Pro Wildlife is active in both the International Whaling Commission (IWC) and CITES. It is also a member of the international Species Survival Network (SSN) and the Deutscher Naturschutzring (DNR). 

Pro Wildlife works with sanctuaries and animal protection projects, which ‘rescue, return to health and protect species that suffer from or are threatened by poaching and wildlife trafficking’. For example in Zambia, where it partners with Game Rangers International to rescue and care for orphaned elephants. Pro Wildlife is also involved in projects that ‘protect wildlife habitats and which educate people in the ways and means to curb wildlife trafficking and poaching’.
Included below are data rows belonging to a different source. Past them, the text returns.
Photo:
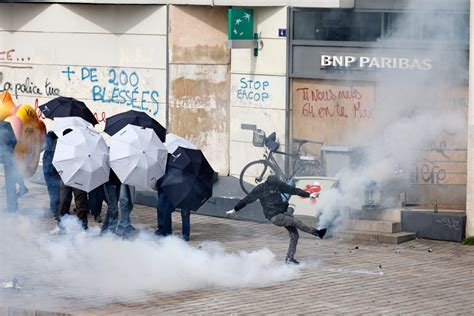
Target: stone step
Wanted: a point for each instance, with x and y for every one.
(385, 238)
(374, 226)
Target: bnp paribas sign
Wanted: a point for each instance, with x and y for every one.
(240, 29)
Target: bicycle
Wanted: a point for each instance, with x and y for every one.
(257, 171)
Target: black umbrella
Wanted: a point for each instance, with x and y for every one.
(7, 140)
(65, 107)
(188, 180)
(115, 123)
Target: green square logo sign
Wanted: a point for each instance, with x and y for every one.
(240, 24)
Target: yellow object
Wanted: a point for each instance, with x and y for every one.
(7, 106)
(27, 114)
(30, 135)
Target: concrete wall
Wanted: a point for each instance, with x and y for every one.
(111, 57)
(258, 88)
(200, 80)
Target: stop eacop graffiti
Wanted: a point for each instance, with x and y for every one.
(253, 90)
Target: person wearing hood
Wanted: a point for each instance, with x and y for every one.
(276, 210)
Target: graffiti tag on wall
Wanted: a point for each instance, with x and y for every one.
(116, 86)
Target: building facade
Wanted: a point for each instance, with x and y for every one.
(327, 71)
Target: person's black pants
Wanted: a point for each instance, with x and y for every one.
(292, 225)
(80, 199)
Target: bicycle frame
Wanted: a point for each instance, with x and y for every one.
(271, 160)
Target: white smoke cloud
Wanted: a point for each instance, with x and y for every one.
(411, 111)
(110, 269)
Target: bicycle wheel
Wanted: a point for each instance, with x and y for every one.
(255, 173)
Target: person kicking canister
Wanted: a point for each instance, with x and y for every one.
(276, 210)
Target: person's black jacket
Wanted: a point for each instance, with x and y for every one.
(269, 194)
(48, 168)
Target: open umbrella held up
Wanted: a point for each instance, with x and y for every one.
(138, 157)
(188, 180)
(81, 159)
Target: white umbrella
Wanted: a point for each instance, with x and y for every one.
(137, 156)
(81, 159)
(73, 122)
(174, 141)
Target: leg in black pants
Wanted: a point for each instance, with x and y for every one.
(80, 199)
More controversially, Pro Wildlife funds undercover investigations and raids against suspected animal smugglers. It is especially focused on and is hostile to the legal and illegal ivory trade. In its 2109 annual report, Pro Wildlife celebrated the fact that at CITES’ CoP-18 ‘all attempts to free up the trade in rhino horn and live rhinos experienced a gratifyingly clear defeat’. Pro Wildlife also opposes all commercial whaling and dolphinaria.

Leaders

Andrea Höppner, CEO

Governance

Small Board led by Andrea Höppner

Finances

According to its website, on December 31, 2019, Pro Wildlife had assets worth Euro 1,188,646.35.

About the directory

Conservation Influencers is a searchable directory of the animal activist, environmental and ecological lobby. It examines the history, mission, methodology and reputation of NGOs to assess their impact on the global conservation cause.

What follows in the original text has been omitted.